Reconciliation of Group equity at 1 January 2006 (date of transition to IFRS)
Note Audited Effect of Unaudited
UK GAAP IFRS IFRS
Restatement As restated
£ £ £
Plant and equipment 25,370 - 25,370
Inventories 31,956 - 31,956
Trade and other receivables 69,543 - 69,543
Current tax asset 281,536 - 281,536
Cash and cash equivalents 1,808,913 - 1,808,913
Total assets 2,217,318 - 2,217,318
Trade and other payables (i) (237,147) (1,534) (238,681)
Total net assets 1,980,171 (1,534) 1,978,637
Share capital 97,877 - 97,877
Share premium reserve 8,560,987 - 8,560,987
Other reserve 1,152,165 - 1,152,165
Retained earnings (ii) (7,830,858) (1,534) (7,832,392)
Total equity 1,980,171 (1,534) 1,978,637
Note (i): Holiday pay provision
IAS 19 'Employee Benefits' requires the creation of an accrued holiday pay
provision. This was not required under UK GAAP.

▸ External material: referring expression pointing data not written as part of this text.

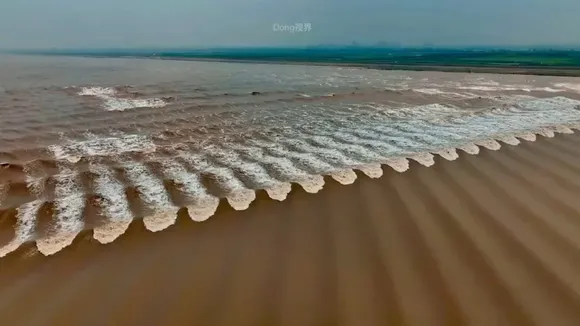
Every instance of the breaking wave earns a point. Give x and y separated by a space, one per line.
105 183
113 101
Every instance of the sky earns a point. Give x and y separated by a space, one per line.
78 24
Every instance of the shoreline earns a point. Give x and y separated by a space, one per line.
524 70
454 243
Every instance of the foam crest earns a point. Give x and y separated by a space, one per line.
3 192
153 193
399 164
25 226
113 102
373 171
190 184
509 139
236 193
344 177
449 154
69 206
74 150
425 159
490 144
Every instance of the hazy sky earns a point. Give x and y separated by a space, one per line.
142 23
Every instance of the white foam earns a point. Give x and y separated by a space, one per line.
312 184
238 196
471 149
114 204
3 192
110 231
399 164
563 130
190 184
279 191
509 139
69 206
526 135
449 154
25 225
568 86
425 159
153 193
74 150
344 177
490 144
112 101
373 170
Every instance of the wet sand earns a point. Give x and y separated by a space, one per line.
487 239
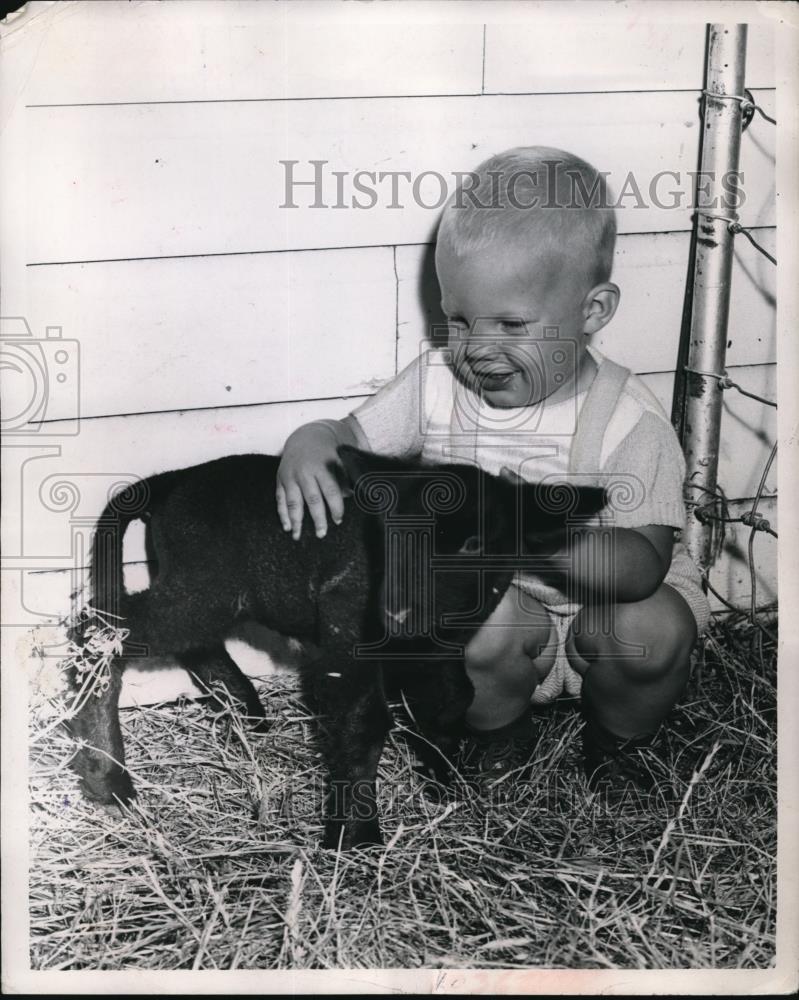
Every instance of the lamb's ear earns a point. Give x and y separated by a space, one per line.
357 462
550 506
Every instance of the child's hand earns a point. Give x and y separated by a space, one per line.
306 474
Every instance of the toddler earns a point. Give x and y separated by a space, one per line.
524 255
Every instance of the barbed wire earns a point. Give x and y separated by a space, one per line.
717 512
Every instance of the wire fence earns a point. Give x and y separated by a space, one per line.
716 510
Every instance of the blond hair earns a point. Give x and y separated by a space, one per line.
545 198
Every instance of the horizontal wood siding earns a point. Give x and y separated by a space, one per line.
143 151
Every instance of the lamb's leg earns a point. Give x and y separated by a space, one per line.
438 695
356 721
100 763
214 668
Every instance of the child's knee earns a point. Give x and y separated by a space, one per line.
646 641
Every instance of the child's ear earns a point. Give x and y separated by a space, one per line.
600 306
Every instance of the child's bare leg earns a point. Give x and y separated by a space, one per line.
630 691
513 650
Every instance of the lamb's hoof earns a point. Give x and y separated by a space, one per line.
259 726
436 786
353 836
103 785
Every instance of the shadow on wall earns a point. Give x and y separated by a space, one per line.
430 296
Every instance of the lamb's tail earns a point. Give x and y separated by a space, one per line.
106 575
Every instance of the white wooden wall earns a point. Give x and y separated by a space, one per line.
142 146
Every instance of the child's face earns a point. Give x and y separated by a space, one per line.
516 323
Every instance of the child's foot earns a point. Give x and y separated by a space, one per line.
490 755
612 761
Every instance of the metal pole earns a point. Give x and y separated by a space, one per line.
721 142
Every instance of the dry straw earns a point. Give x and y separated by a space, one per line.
218 865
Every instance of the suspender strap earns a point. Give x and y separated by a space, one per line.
595 413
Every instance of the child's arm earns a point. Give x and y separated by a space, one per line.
620 564
387 423
307 473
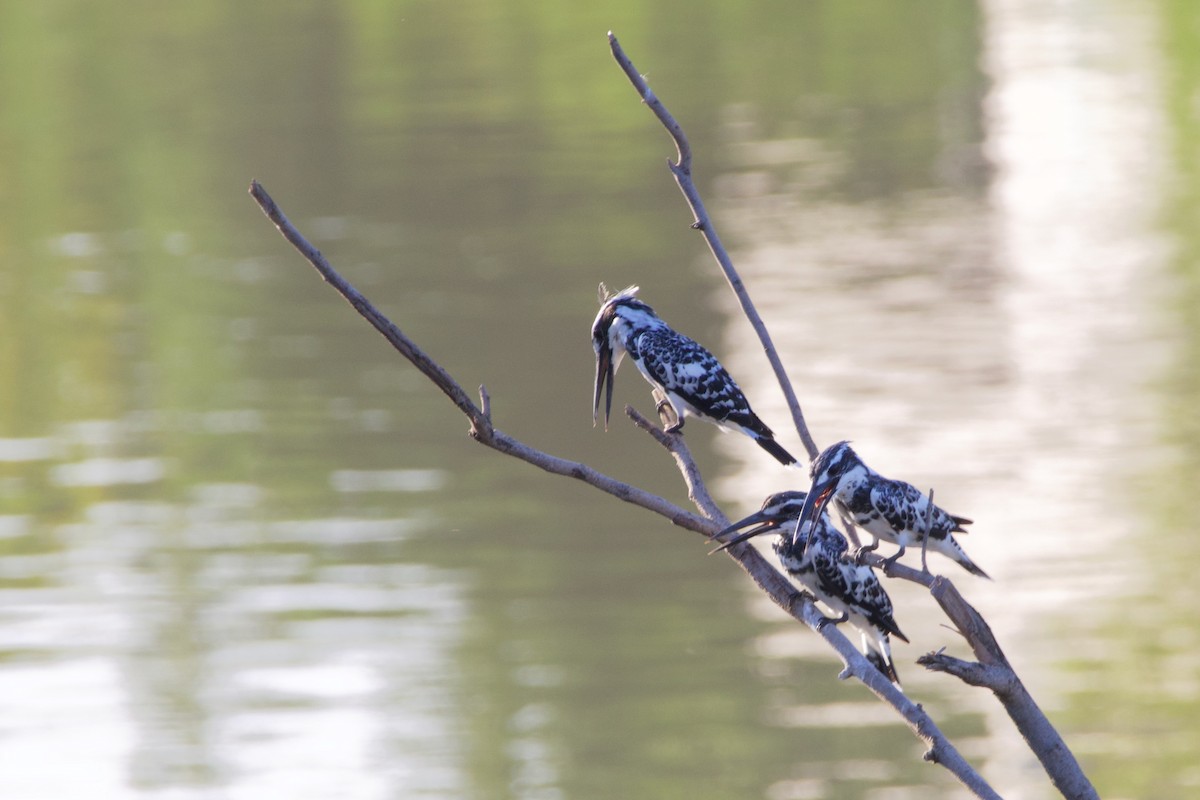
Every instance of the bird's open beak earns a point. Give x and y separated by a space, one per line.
814 505
762 521
605 370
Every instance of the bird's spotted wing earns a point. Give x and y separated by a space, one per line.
683 367
858 588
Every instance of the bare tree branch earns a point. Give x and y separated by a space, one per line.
481 428
1044 740
775 585
682 170
994 672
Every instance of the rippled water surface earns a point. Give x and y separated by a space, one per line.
246 551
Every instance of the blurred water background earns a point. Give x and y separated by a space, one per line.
246 551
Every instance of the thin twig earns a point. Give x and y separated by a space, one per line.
678 449
481 428
682 170
995 672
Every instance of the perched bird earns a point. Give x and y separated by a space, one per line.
819 561
685 377
889 510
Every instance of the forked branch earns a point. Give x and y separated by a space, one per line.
775 585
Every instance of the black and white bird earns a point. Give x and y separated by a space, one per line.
684 374
819 561
894 511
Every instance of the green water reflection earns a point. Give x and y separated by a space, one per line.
249 552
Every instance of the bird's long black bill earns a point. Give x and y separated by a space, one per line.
604 378
814 506
762 523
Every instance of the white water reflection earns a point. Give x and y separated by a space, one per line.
196 650
999 348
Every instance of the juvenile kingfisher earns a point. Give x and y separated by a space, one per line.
889 510
817 560
685 377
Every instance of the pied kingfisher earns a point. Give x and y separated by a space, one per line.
683 373
817 560
889 510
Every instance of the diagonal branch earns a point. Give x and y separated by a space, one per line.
775 585
994 672
1044 740
481 428
682 170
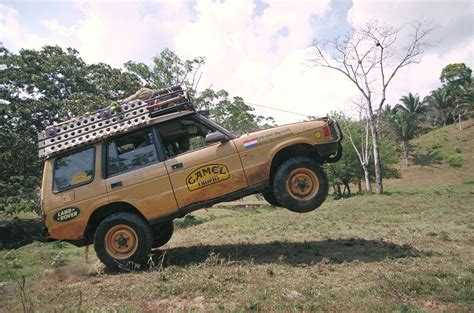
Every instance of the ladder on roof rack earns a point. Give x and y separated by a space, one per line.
101 124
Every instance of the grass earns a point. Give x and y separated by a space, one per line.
409 251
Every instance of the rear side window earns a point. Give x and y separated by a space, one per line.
130 152
74 169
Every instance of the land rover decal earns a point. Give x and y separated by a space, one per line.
207 175
66 214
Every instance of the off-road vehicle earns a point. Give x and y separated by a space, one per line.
118 177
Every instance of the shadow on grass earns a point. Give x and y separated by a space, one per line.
431 158
18 232
293 253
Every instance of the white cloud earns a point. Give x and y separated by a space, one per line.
262 58
453 38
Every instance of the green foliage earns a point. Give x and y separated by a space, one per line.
456 73
454 100
454 160
349 170
233 114
404 120
167 70
38 88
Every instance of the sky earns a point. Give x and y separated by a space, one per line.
259 50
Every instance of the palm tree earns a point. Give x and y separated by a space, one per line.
404 120
464 102
411 104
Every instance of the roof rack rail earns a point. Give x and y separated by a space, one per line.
109 121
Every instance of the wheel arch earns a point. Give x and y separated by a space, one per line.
106 210
288 152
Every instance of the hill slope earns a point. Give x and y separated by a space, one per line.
429 154
407 251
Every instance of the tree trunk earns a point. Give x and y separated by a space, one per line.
376 146
406 148
368 184
348 189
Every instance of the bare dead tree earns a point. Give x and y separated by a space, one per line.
370 58
363 151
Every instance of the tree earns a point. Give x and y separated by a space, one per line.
464 103
404 120
350 169
168 70
358 135
370 58
356 163
456 74
440 102
233 114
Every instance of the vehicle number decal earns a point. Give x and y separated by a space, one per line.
252 143
207 175
66 214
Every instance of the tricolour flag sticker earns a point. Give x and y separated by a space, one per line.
252 143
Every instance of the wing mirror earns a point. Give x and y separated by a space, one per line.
216 137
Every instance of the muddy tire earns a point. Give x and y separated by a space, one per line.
162 233
123 240
300 185
269 196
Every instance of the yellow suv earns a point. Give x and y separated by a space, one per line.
122 190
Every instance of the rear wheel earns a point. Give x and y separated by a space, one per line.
123 239
300 185
162 233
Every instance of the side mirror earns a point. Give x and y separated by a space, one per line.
216 137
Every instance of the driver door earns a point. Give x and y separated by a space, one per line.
199 172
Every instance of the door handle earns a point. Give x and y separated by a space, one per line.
176 166
116 185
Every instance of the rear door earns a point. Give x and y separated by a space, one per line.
199 172
136 174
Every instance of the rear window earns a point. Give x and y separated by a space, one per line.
73 169
130 152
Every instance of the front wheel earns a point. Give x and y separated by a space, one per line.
300 185
269 196
123 239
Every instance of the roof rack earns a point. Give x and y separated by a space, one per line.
109 121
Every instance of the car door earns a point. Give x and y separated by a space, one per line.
199 172
136 174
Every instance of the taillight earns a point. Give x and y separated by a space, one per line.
326 130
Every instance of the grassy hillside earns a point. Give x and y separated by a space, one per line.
409 250
429 158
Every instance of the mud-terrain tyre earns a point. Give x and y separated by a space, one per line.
300 184
162 233
123 240
269 196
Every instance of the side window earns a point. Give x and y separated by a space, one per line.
181 136
130 152
73 169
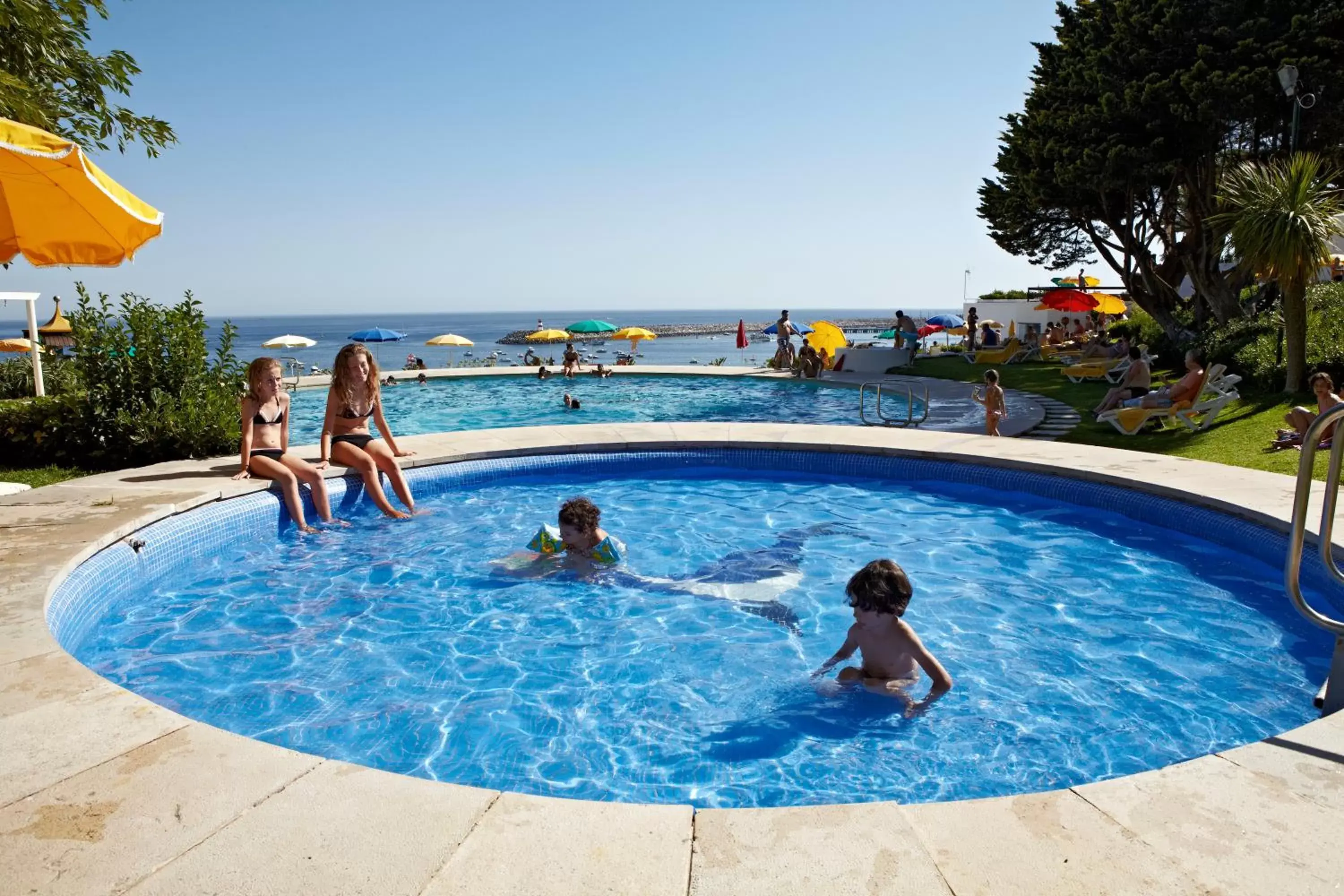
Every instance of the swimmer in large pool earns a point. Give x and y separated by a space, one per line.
892 652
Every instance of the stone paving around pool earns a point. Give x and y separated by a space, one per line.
103 792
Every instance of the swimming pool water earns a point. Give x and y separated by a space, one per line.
1084 644
487 402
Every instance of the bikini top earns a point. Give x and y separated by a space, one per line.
347 413
261 421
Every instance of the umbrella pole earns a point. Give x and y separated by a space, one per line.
35 350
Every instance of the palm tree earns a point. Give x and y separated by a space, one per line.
1281 220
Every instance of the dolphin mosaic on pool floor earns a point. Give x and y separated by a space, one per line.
104 792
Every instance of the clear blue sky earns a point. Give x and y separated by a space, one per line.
483 155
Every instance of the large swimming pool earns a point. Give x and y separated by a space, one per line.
1089 632
486 402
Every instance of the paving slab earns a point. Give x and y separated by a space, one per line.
1233 829
1308 761
109 827
338 829
862 849
49 743
47 677
539 845
1041 845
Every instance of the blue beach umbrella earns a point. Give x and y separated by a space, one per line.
775 328
377 335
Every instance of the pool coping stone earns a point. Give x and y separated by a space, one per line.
90 770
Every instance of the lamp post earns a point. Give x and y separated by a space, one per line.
1288 80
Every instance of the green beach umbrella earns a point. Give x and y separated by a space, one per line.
592 327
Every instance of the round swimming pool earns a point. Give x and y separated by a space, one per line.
484 402
1092 632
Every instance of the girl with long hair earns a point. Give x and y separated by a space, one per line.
265 444
351 402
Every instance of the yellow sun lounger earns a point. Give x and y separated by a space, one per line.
1004 355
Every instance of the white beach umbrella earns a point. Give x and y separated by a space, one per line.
289 340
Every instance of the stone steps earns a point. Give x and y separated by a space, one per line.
1060 420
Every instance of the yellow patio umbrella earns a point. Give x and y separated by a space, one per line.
1108 304
451 340
827 336
60 209
635 335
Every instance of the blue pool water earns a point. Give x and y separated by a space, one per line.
487 402
1084 644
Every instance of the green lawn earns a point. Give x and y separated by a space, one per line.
41 476
1238 437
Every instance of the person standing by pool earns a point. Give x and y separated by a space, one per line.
265 444
994 402
908 335
784 331
353 400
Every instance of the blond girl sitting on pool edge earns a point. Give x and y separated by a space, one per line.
265 444
351 402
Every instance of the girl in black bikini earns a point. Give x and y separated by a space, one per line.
265 444
354 398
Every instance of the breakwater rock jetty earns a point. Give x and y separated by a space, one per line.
854 324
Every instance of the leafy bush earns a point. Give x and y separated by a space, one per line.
154 392
58 375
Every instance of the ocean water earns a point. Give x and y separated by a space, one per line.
1084 645
331 332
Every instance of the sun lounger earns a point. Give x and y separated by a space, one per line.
996 355
1215 393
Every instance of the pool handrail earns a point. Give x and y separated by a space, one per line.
1332 700
892 421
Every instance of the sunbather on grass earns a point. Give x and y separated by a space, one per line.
1301 418
1137 383
1183 390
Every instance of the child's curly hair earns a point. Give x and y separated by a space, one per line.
581 513
881 587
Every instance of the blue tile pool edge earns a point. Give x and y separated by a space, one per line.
92 582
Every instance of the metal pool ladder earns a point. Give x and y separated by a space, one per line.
882 420
1332 694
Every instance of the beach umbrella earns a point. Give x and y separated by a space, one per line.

Note (ii): Retained earnings
The impact of (i) is a charge to retained earnings of £1,534 at the date of
transition.
Reconciliation of Group equity at 30 June 2006
Note Unaudited Effect of Unaudited
UK GAAP IFRS IFRS
Restatement As restated
£ £ £
Plant and equipment 24,989 - 24,989
Inventories 31,956 - 31,956
Trade and other receivables 64,448 - 64,448
Current tax asset 108,128 - 108,128
Cash and cash equivalents 1,448,665 - 1,448,665
Total assets 1,678,186 - 1,678,186
Trade and other payables (i) (242,266) (3,260) (245,526)
Total net assets 1,435,920 (3,260) 1,432,660
Share capital 99,337 - 99,337
Share premium reserve 8,925,420 - 8,925,420
Other reserve 1,152,165 - 1,152,165
Retained earnings (ii) (8,741,002) (3,260) (8,744,262)
Total equity 1,435,920 (3,260) 1,432,660
Reconciliation of Group equity at 31 December 2006
Note Audited Effect of Unaudited
UK GAAP IFRS IFRS
Restatement As restated
£ £ £
Plant and equipment 20,109 - 20,109
Inventories 32,648 - 32,648
Trade and other receivables 156,993 - 156,993
Current tax asset 195,034 - 195,034
Cash, cash equivalents and investments 3,779,798 - 3,779,798
Total assets 4,184,582 - 4,184,582
Trade and other payables (i) (233,143) (2,923) (236,066)
Total net assets 3,951,439 (2,923) 3,948,516
Share capital 110,607 - 110,607
Share premium reserve 12,251,275 - 12,251,275
Other reserve 1,152,165 - 1,152,165
Retained earnings (ii) (9,562,608) (2,923) (9,565,531)
Total equity 3,951,439 (2,923) 3,948,516
Note (i): Holiday pay provision
IAS 19 'Employee Benefits' requires the creation of an accrued holiday pay
provision. This was not required under UK GAAP.
Note (ii): Retained earnings
The impact of (i) is a charge to retained earnings (ii) of £3,260 at 30 June
2006 and £2,923 at 31 December 2006.
Reconciliation of consolidated income statement for six months ended 30 June
2006
Note Unaudited Effect of Unaudited
UK GAAP IFRS IFRS
Restatement As restated
£ £ £
Revenue 492 - 492
Research and development costs (i) (588,901) (3,033) (591,934)
Administrative costs (i) (481,631) 1,307 (480,324)
Operating loss (1,070,040) (1,726) (1,071,766)
Finance income 37,592 - 37,592
Loss before tax (1,032,448) (1,726) (1,034,174)
Taxation 109,228 - 109,228
Loss for the period attributable to equity
holders of the company (923,220) (1,726) (924,946)
Note (i): Holiday pay provision
IAS 19 'Employee Benefits' requires the creation of an accrued holiday pay
provision. This was not required under UK GAAP.
Reconciliation of consolidated income statement for year ended 31 December 2006
Note Audited Effect of Unaudited
UK GAAP IFRS IFRS
Restatement As restated
£ £ £
Revenue 301 - 301
Research and development costs (i) (1,077,312) (2,674) (1,079,986)
Administrative costs (i) (1,030,360) 1,285 (1,029,075)
Operating loss (2,107,371) (1,389) (2,108,760)
Finance income 136,114 - 136,114
Loss before tax (1,971,257) (1,389) (1,972,646)
Taxation 196,133 - 196,133
Loss for the year attributable to equity holders
of the company (1,775,124) (1,389) (1,776,513)
Note (i): Holiday pay provision
IAS 19 'Employee Benefits' requires the creation of an accrued holiday pay
provision. This was not required under UK GAAP.